= United States Navy Regulations =

Document of the Department of the Navy

United States Navy Regulations is the principal regulatory document of the Department of the Navy (not just the United States Navy), endowed with the sanction of law, as to duty, responsibility, authority, distinctions and relationships of various officials, organizations and individuals.

Navy Regulations are issued by the secretary of the Navy, and are permanent regulations of general applicability, as opposed to other regulations that may be issued in accordance with law. The Navy Regulations serve in effect much as a vehicle of implementation of Title 10 of the United States Code as it pertains to the Naval Services. However, Navy Regulations do not take legal precedence over any order or directive issued by either the president or secretary of defense, or of an Act of Congress.

The chief of naval operations is responsible for maintaining the Navy Regulations, and for ensuring that they conform to the current needs of the Department of the Navy. Other directives issued within the Department of the Navy may not conflict with, alter or amend any provision of Navy Regulations. Any additions, changes or deletions to the U.S. Navy Regulations must be approved by the Secretary of the Navy.

==History==
Navy Regulations began with the enactment by the Second Continental Congress of the "Rules for the Regulation of the Navy of the United Colonies" on November 28, 1775. The first issuance by the United States Government which covered this subject matter was "An Act for the Government of the Navy of the United States," enacted on March 2, 1799. This was followed the next year by "An Act for the Better Government of the Navy of the United States."

In the years preceding the American Civil War, twelve successor publications were promulgated under a number of titles by the President, the Navy Department and the Secretary of the Navy.

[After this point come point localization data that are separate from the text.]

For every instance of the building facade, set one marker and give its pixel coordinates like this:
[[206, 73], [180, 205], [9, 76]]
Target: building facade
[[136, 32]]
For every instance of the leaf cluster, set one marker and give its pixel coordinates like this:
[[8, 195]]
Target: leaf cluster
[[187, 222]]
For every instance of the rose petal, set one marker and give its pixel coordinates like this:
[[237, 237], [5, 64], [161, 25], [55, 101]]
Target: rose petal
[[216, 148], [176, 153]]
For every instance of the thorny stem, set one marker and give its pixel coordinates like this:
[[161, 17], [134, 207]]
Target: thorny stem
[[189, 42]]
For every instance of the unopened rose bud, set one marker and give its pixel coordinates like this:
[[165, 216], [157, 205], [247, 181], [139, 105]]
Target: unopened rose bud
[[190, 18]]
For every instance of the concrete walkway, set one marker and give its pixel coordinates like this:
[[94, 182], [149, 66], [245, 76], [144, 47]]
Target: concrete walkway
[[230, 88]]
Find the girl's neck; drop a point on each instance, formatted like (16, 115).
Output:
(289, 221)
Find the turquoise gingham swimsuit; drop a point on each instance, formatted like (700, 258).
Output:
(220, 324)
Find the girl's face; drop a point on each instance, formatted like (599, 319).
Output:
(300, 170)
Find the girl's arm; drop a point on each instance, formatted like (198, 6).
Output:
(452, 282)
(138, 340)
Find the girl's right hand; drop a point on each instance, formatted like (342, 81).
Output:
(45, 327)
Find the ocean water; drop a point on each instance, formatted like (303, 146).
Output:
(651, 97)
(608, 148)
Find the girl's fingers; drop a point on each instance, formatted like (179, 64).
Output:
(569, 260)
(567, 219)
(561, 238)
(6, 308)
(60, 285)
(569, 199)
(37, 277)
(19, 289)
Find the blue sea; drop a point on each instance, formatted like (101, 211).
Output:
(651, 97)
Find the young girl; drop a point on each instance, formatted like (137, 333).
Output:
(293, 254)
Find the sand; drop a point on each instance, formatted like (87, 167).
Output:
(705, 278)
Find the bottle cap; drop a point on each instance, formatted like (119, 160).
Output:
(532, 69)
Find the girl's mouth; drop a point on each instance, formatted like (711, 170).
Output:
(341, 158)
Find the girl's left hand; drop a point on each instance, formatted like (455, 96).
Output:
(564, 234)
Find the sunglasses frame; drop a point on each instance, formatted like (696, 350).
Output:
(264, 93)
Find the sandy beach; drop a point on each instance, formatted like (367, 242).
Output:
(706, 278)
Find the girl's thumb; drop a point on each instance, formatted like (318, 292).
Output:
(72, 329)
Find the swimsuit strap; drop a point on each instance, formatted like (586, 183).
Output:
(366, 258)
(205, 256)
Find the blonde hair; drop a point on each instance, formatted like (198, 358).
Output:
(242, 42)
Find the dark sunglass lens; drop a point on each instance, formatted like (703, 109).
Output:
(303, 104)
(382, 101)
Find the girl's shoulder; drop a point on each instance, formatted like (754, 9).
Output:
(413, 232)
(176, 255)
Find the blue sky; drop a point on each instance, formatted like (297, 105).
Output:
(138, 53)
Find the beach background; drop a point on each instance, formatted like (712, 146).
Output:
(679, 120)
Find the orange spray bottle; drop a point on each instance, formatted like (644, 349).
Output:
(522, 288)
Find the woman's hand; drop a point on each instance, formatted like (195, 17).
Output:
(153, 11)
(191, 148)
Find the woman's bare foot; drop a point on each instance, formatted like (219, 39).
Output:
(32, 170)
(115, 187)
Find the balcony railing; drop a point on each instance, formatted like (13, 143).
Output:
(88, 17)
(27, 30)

A decision by the attorney general that the last of the pre-Civil War issuances was invalid led to the inclusion in the 1862 naval appropriations bill of a provision that "the orders, regulations, and instructions heretofore issued by the Secretary of the Navy be, and they are hereby, recognized as the regulations of the Navy Department, subject, however, to such alterations as the Secretary of the Navy may adopt, with the approbation of the President of the United States."

Thirteen editions of Navy Regulations were published in accordance with this authority (later codified as Section 1547, Revised Statutes) between 1865 and 1948. The 1973 edition of Navy Regulations was published under authority of , which provided that "United States Navy Regulations shall be issued by the Secretary of the Navy with the approval of the President." In 1981, this provision was amended to eliminate the requirement for presidential approval.

While leaving this provision unaffected, Congress enacted the Goldwater–Nichols Department of Defense Reorganization Act of 1986 (Pub. L. 99–443), which granted each of the service secretaries the explicit authority to prescribe regulations to carry out his or her statutory functions, powers and duties.